How to check if a username is already taken

rpkamp · September 25, 2018, 7:02am

This thread was split from another thread. This post is reply to a post that is still in the other thread

What would you use instead of count? In my mind count is perfect as you would get an absolute 0 or 1, which is very explicit. Also, if the username column is indexed the count would be blazingly fast as it can just use the index instead of the actual table.

spaceshiptrooper · September 25, 2018, 11:28am

Well, I would just use the column name. Doesn’t matter if it’s id or username. It kind of makes no sense to use COUNT if the result returns a 1 or a 0 anyways. Setting a constraint already limits amount of same usernames to 1. If the result returns 1, there really is no need to use COUNT. I typically only use COUNT if the table can contain 2 or more of the same value. Example counting the amount of posts someone has in a blog. Since there is no constraint to this specific problem, we can use COUNT appropriately.

@Rybat
What I mean is to reduce redundancy.

benanamen · September 25, 2018, 4:07pm

That could actually be used as a trick question for a job interview. Since the whole approach of checking for an existing username or email is wrong, you wouldn’t use anything instead of count, let alone use count. As previously explained, you build in a Race Condition by doing so.

rpkamp · September 25, 2018, 8:31pm

I still do that though, so you’re able to show a nice error message to the user in the cases where you do catch it. Sure, you could also catch a database exception and show the error based on that, but that’s a layer too deep for my taste - it should be handled at the form validation stage so that if there any other errors those could be shown as well.

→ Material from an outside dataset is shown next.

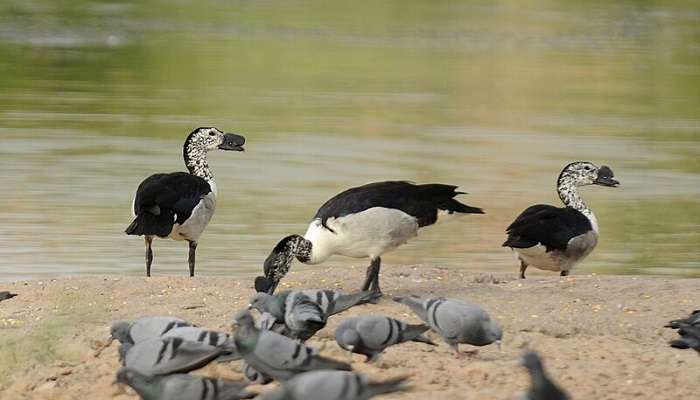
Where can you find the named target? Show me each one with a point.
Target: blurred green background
(494, 96)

rpkamp · September 25, 2018, 8:35pm

So you would do something like this?

$query = $pdo->query('SELECT id FROM users WHERE username = ?');
$query->execute([$username]);

$row = $query->fetch();

if (false !== $row) {
    // user exists
}

benanamen · September 25, 2018, 9:05pm

Nothing stops you from showing a nice error message to the user for ALL the errors. What you should be doing is putting all the errors into an array. Catching the DB duplicate error is not any more deep than handling any other form error and is the correct way to do it. Do you really want to build in an application bug (Race Condition)?

spaceshiptrooper · September 25, 2018, 9:09pm

Not exactly. I’d use rowCount in the if statement. rowCount should be able to tell if you have anything returned or not. If there are no results, it’ll automatically trigger the else statement. If you want a nice pretty error message, you can still do it this way and still write an error message. I’d still use a constraint though. I believe PDO has error codes that you can check against. I know mysqli definitely does.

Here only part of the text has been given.